Besuch in Buschehr: Der damalige Parlamentssprecher Haddad Adel (Mitte) inspiziert die Nuklearanlage (Foto von 2006)


Wien/Teheran - Iran hat die Internationale Atomenergiebehörde IAEA indirekt für Sabotage seiner Nuklearanlagen verantwortlich gemacht. "Terroristen und Saboteure könnten die Agentur unterwandert haben und versteckt die Fäden ziehen", sagte der iranische Atomchef Feridun Abbasi-Dawani am Montag vor der IAEA-Vollversammlung in Wien.
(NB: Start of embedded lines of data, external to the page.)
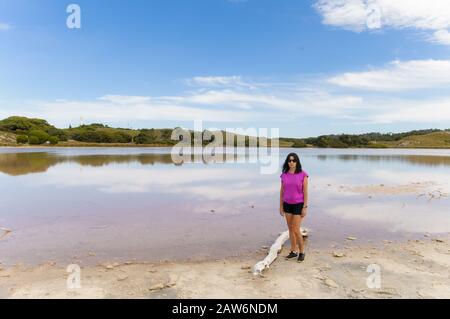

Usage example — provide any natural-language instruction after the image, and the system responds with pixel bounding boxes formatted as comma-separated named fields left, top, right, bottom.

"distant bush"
left=16, top=135, right=28, bottom=144
left=47, top=128, right=68, bottom=141
left=111, top=131, right=133, bottom=143
left=28, top=130, right=50, bottom=144
left=48, top=136, right=59, bottom=145
left=28, top=135, right=42, bottom=145
left=0, top=116, right=53, bottom=133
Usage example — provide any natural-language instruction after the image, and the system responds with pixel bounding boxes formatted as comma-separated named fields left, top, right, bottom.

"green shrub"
left=28, top=130, right=50, bottom=144
left=16, top=135, right=28, bottom=144
left=28, top=135, right=42, bottom=145
left=48, top=136, right=59, bottom=145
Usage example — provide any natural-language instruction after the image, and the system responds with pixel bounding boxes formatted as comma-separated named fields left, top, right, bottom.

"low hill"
left=0, top=116, right=450, bottom=148
left=389, top=131, right=450, bottom=148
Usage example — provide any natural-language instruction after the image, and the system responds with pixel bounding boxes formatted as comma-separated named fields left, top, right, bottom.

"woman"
left=280, top=153, right=308, bottom=262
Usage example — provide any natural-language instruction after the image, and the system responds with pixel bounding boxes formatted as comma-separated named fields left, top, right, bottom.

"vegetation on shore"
left=0, top=116, right=450, bottom=148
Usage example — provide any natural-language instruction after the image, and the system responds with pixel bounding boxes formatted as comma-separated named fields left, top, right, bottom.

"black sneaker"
left=285, top=251, right=298, bottom=260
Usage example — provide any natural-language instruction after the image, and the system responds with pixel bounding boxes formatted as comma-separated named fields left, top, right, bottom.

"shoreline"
left=0, top=144, right=450, bottom=150
left=0, top=235, right=450, bottom=299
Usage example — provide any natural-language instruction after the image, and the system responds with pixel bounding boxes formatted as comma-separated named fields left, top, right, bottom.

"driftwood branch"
left=253, top=228, right=309, bottom=276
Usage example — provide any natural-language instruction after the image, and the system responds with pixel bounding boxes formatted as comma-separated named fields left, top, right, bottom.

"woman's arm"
left=302, top=176, right=308, bottom=217
left=280, top=182, right=284, bottom=216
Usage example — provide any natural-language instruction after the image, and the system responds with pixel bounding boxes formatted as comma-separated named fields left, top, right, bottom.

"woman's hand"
left=300, top=207, right=308, bottom=218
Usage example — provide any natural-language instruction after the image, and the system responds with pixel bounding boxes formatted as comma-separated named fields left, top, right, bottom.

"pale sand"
left=0, top=236, right=450, bottom=298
Er nannte als Beispiel einen Bombenanschlag auf die Atomanlage Fordo vom 17. August, bei dem Stromleitungen durchtrennt wurden. Dies sei ein Weg, um Zentrifugen zur Urananreicherung zu zerstören, so der Atomchef. Am nächsten Tag hätten die Atominspektoren eine unangekündigte Besichtigung der Anlage gefordert.

Kurz vor der ungewöhnlich scharfen Unterstellung in diesem internationalen Rahmen hatte der Chef der IAEA angekündigt, trotz fehlender Fortschritte weiter auf Gespräche im Atomstreit mit Iran zu setzen.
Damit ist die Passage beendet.